Que hablo de mis emociones más profundas, universales y absolutas, de revelaciones del alma, que en el prisma del tiempo acaban pareciéndome un montón de estupideces, soliloquio insoportable lleno de ridiculeces vanas. Que de la hoguera muy poco se salva. Que doy vueltas sobre lo mismo, perdida en el carrusel de mis pensamientos, examinándome al detalle con alevosía hipocondriaca, sufriendo lo indecible por ello casi por hobby, royendo un hueso que nunca acaba, que no me deja satisfecha y que su sabor amarga. Pensamientos que se enredan, que son ovillos de lana. Que llenan diarios de una adolescencia incompleta e inacabada. Que pierden el sentido y provocan la carcajada. Que no se sabe dónde empiezan ni tampoco dónde acaban. Tormentos que se destiñen y se vuelven una mancha difusa en el expediente, un pobre chiste sin gracia. Que hacen ruido de cacerolas en mi cabeza y no son nueces ni son nada.
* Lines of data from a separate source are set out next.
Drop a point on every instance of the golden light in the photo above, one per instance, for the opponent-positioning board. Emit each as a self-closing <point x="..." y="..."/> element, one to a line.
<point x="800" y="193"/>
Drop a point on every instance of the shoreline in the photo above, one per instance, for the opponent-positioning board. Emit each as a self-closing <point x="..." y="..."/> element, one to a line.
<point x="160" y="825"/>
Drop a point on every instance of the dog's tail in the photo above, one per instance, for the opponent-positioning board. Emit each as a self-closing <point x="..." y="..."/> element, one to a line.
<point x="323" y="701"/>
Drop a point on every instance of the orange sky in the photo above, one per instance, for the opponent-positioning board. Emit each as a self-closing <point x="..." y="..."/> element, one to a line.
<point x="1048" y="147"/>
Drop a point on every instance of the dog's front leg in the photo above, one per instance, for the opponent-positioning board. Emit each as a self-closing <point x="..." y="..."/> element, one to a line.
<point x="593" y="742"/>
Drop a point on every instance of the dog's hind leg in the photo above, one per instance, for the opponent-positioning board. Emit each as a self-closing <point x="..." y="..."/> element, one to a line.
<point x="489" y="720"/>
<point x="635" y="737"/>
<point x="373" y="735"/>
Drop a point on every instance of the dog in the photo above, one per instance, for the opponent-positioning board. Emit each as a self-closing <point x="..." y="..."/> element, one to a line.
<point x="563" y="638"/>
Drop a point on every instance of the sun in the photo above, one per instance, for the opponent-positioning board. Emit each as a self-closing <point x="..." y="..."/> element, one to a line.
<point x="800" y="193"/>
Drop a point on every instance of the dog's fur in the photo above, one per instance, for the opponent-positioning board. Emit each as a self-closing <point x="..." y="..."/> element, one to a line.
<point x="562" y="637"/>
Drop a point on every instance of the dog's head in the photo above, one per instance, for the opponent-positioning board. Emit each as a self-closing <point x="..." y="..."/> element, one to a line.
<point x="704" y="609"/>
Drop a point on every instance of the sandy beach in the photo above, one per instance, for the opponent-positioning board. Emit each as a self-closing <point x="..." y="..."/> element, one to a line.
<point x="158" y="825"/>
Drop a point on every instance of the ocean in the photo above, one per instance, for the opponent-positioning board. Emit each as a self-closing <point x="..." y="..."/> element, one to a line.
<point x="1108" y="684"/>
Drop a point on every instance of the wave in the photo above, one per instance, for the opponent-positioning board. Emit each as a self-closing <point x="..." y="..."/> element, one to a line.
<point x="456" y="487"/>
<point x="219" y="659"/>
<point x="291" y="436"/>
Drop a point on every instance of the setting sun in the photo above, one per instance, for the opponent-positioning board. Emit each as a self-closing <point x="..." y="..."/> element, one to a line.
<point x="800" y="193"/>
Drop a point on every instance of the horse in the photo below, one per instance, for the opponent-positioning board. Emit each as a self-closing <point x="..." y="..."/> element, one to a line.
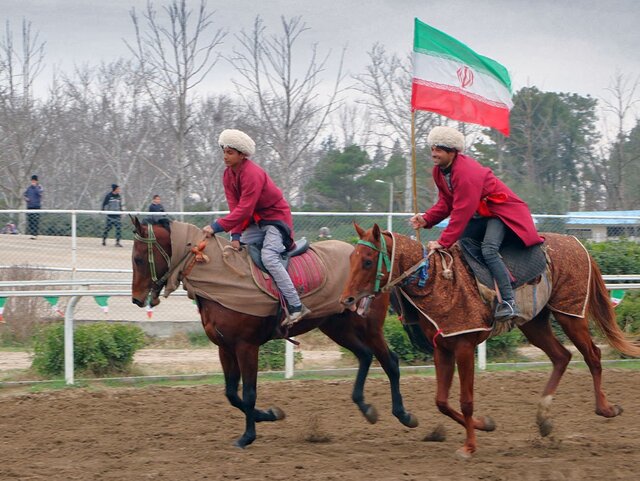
<point x="448" y="296"/>
<point x="160" y="256"/>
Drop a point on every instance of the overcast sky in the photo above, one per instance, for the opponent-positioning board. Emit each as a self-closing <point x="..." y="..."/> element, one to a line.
<point x="558" y="45"/>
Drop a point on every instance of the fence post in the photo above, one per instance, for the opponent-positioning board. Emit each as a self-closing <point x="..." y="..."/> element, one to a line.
<point x="74" y="244"/>
<point x="482" y="356"/>
<point x="68" y="340"/>
<point x="288" y="360"/>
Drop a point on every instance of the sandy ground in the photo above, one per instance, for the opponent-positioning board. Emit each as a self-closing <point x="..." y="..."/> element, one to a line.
<point x="186" y="433"/>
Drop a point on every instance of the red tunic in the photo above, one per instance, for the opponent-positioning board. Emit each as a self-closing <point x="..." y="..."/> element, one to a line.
<point x="252" y="194"/>
<point x="471" y="183"/>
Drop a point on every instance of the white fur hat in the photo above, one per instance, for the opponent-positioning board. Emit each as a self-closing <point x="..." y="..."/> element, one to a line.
<point x="446" y="137"/>
<point x="237" y="139"/>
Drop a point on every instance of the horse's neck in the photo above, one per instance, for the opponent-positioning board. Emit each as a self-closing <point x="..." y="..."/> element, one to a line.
<point x="184" y="236"/>
<point x="408" y="252"/>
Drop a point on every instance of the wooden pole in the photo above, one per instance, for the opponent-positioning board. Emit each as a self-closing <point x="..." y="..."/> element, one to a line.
<point x="414" y="168"/>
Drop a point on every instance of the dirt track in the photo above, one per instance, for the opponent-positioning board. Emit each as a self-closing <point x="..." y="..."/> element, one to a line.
<point x="187" y="433"/>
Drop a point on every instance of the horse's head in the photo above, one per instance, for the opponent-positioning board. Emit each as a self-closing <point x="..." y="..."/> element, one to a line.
<point x="151" y="261"/>
<point x="370" y="266"/>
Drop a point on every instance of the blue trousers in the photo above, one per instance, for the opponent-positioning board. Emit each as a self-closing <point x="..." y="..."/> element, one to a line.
<point x="272" y="246"/>
<point x="490" y="232"/>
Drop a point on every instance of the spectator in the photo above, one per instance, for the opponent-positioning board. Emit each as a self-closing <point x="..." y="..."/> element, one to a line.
<point x="324" y="233"/>
<point x="113" y="202"/>
<point x="9" y="228"/>
<point x="156" y="206"/>
<point x="33" y="198"/>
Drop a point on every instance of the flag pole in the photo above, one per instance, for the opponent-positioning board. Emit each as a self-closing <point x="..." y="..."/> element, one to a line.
<point x="414" y="168"/>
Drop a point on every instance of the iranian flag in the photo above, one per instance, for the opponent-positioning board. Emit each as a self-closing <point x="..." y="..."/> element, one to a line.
<point x="452" y="80"/>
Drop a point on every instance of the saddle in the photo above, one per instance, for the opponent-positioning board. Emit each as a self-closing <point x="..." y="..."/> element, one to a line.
<point x="254" y="252"/>
<point x="307" y="271"/>
<point x="525" y="264"/>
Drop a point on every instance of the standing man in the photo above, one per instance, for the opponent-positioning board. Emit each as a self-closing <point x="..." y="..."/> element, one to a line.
<point x="480" y="206"/>
<point x="156" y="207"/>
<point x="112" y="202"/>
<point x="259" y="214"/>
<point x="33" y="198"/>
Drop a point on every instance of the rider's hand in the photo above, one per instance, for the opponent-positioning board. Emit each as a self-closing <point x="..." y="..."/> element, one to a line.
<point x="434" y="246"/>
<point x="207" y="231"/>
<point x="417" y="221"/>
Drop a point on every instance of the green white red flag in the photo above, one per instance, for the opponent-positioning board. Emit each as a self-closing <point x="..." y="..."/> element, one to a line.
<point x="452" y="80"/>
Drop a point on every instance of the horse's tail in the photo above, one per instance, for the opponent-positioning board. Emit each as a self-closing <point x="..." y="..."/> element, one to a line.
<point x="600" y="310"/>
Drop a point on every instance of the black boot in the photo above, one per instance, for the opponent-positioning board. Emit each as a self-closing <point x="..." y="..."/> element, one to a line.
<point x="506" y="310"/>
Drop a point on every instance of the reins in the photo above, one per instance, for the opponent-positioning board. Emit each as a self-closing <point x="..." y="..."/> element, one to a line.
<point x="422" y="264"/>
<point x="151" y="241"/>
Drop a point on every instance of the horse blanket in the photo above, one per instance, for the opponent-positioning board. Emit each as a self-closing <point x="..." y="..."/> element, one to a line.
<point x="467" y="306"/>
<point x="228" y="279"/>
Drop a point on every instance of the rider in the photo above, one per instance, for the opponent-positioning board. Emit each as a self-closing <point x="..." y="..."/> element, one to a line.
<point x="259" y="214"/>
<point x="480" y="206"/>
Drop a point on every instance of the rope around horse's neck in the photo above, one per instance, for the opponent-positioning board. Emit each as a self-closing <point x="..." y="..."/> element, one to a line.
<point x="406" y="273"/>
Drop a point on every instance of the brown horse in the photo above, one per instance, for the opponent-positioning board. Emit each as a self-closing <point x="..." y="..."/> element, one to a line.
<point x="157" y="256"/>
<point x="453" y="297"/>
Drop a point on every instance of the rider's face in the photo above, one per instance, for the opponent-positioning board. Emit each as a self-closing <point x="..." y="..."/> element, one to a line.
<point x="232" y="158"/>
<point x="441" y="157"/>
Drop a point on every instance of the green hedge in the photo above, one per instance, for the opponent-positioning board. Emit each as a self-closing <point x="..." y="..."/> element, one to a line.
<point x="99" y="348"/>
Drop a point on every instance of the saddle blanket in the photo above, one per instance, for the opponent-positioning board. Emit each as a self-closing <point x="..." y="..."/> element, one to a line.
<point x="306" y="271"/>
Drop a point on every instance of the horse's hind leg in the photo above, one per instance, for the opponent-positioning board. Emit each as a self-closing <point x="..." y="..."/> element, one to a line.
<point x="538" y="332"/>
<point x="342" y="332"/>
<point x="577" y="329"/>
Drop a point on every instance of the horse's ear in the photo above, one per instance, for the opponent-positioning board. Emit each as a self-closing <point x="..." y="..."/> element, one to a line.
<point x="136" y="223"/>
<point x="376" y="232"/>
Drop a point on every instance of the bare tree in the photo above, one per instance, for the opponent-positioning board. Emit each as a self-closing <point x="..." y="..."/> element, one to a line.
<point x="23" y="133"/>
<point x="173" y="60"/>
<point x="386" y="92"/>
<point x="287" y="111"/>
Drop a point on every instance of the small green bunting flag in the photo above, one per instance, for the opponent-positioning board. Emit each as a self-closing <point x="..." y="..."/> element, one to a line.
<point x="53" y="300"/>
<point x="103" y="302"/>
<point x="616" y="297"/>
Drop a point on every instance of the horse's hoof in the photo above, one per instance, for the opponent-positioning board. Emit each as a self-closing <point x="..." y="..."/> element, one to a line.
<point x="545" y="427"/>
<point x="438" y="435"/>
<point x="244" y="441"/>
<point x="612" y="412"/>
<point x="463" y="453"/>
<point x="278" y="413"/>
<point x="409" y="420"/>
<point x="371" y="414"/>
<point x="488" y="424"/>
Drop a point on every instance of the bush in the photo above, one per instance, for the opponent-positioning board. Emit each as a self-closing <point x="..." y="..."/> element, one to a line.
<point x="628" y="312"/>
<point x="99" y="348"/>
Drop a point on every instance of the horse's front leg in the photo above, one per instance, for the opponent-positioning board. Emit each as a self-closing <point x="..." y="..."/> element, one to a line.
<point x="391" y="366"/>
<point x="465" y="358"/>
<point x="232" y="373"/>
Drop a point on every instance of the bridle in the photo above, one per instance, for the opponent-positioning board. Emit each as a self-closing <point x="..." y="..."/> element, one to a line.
<point x="383" y="259"/>
<point x="151" y="241"/>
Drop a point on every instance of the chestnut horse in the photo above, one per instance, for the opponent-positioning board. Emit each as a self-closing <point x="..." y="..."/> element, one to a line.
<point x="239" y="335"/>
<point x="379" y="253"/>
Que escribo desde mi torre de princesa encerrada, que no ha experimentado lo suficiente pero cree saberlo todo tan sólo porque lo abarca su mirada, porque tiene la capacidad de imaginarlo cuando le dé la gana y así vuela "in aeternum" como una hoja desprendida que no acaba de tocar fondo, que no vuela pero "es volada". Sin rumbo en un desierto de fantasía estéril, de oasis sin calma. Que acabará muerta con un libro en las manos, preguntándose aún si vivió su vida, o se perdió en el típico cuento de hadas, si no fue un espejismo o simplemente nada.
Y así me devano los sesos, vivo sin vivir, escribo sin decir. Aunque quizá en cada cosa que escribo esté la clave para dar el siguiente paso, a modo de instrucciones para la existencia. Escribir de todo y de nada no es estético, ni productivo a simple vista, pero aclara la visión, despeja el camino, sana. Porque contiene algo mío, quizá un reflejo de mis miedos y de mis esperanzas. Quizá sea mi forma de abrir caminos entre tanta lana desmadejada.